‘[Borders] are actually quite fragile – they are only built on the idea that we cannot connect to ourselves and to others’
By Karina Cheah
24/04/2020
In 2018, Sezan Eyrich spent a semester in Warsaw, studying political science and searching for a comfortable way to discuss political issues. When a friend recommended the Young Ambassadors Programme (YAP) as part of the Tools for Changemakers conference at Caux, she applied in the hope of finding a way to approach sensitive issues from a personal and global perspective. Feminist issues were close to her heart but she found them particularly difficult to talk about: ‘I felt that I was a target, and I found it hard not to get emotional.’

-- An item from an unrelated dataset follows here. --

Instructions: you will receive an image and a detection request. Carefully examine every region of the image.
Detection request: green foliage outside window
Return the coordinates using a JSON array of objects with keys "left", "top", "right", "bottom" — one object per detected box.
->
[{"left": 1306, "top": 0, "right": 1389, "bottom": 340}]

At Caux, Sezan engaged with the IofC approach of storytelling, empathic listening and self-reflection. She credits YAP with giving her the tools to deal with her emotions, engage with other women, remain empathic towards different opinions and create platforms for exchanging views. Although we are often taught to leave emotions aside, she says, self-reflection helped her to understand that prioritizing emotions and emotional well-being is in fact rational. ‘It reshapes our narrative towards the inside and that really makes you understand that you are embedded in the system,’ she explains. ‘The only way you can start changing those systems is understanding how you are embedded in them, the change you want to achieve and the tools you have in front of you.’
When Sezan returned from Caux, she built a women’s programme, Platform V, at her university in Austria. She found that the conversations that took place on it, around dealing with sexism in daily life, were rich with potential. As the programme grew, it evolved from a space for respectful listening and story-sharing to offering training on how to react to sexist structures. Platform V emphasizes the importance of change through connection and empathy – tools that Sezan had taken from her time at YAP. ‘We might think that we are isolated in pain, but the moment we overcome this isolation and start talking to each other and find ways to connect, transformation can truly happen within ourselves and society,’ she explains. Platform V is still running although Sezan has now graduated and moved on.
In 2019, Sezan returned to YAP as a facilitator and is now the coordinator for YAP 2020. Because of the COVID-19 pandemic, YAP will take the form of an online platform for former participants to discuss different topics and plans to meet again in person in 2021. Over the last six years, she has lived in five countries as well as her home country of Germany, most recently in Palestine, where she was using the IofC framework to facilitate dialogue between conflicting parties. ‘There is potential for change when you start looking inside yourself and overcoming these borders of separation put upon us,’ she says. ‘[Borders] are actually quite fragile – they are only built on the idea that we cannot connect to ourselves and to others.’